There, as other roundtable contributors have observed, Johnson skillfully recovers both the spectacle and the soundtrack of slavery. Deploying a wide and well-considered source base, Johnson shifts easily between different narratives by giving equal time to con men, runaway slaves, gamblers, and the vast corps of “translocal” workers who people the Cotton Kingdom. Grand in scope and minute in detail, Johnson largely succeeds in crafting a precise and balanced analysis, though it is worth echoing that a more sustained look at the role of religion in river culture might have sharpened the project. If the book’s first chapters act to frame the logistics and beauty of the “steamboat sublime,” then the following pages provide some much-needed dissonance, via Johnson’s thick descriptions of slaves’ family life and punishment.
Beyond the buying and selling of blacks, Johnson is interested in the scientific theories used to describe slaves.
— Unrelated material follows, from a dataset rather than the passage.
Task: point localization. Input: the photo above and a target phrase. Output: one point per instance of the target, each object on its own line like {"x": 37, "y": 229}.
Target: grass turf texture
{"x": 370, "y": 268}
His investigation of the cultural vernacular that entrenched the “peculiar institution” of black slavery—while constricting white slave-owners to the plantation sphere—is thoughtfully done. Operating at a slightly different economic level than plantation masters, the slave traders who learned to speak that language of racial “suitability” also shaped a fractured future for the Mississippi’s many neighborhoods: “Slaves’ skin color came to articulate the distance between the sphere of (white) consumption and that of (black) production, between slaveholders’ houses and their fields, between intellectual and cultural attainment and gross physicality and unending toil” (160). Johnson persuades us here, and later on, that these cultural attitudes ultimately grew pervasive enough for Southerners to lead the charge for a “Mississippian Empire.”
River is ambitious in scope, with a well-selected set of illustrations to match Johnson’s key themes in a series of military maps, Land Office gridwork, prints of slave sale inspections, and bird’s eye views of New Orleans and the region. Special attention given to the visual record of slavery and the effects of toil in the transnational Cotton Kingdom makes the reader feel powerfully present. Long after the concluding chapter, one photograph still hung in my mind: No. 19, that of a black child and a white baby, paired in a gilt frame and simply captioned: “Caretaker and child, slave and owner.” With River, Johnson pulls off a major feat of historiography, provoking us to reconsider what “antebellum” river culture can serve as a prequel to understanding about America, apart from the Civil War. The answers he has sketched out here— in capsule histories of globalization, race theory, environmental use, and Southern intellectualism, just to name a few—all open up opportunities for new research.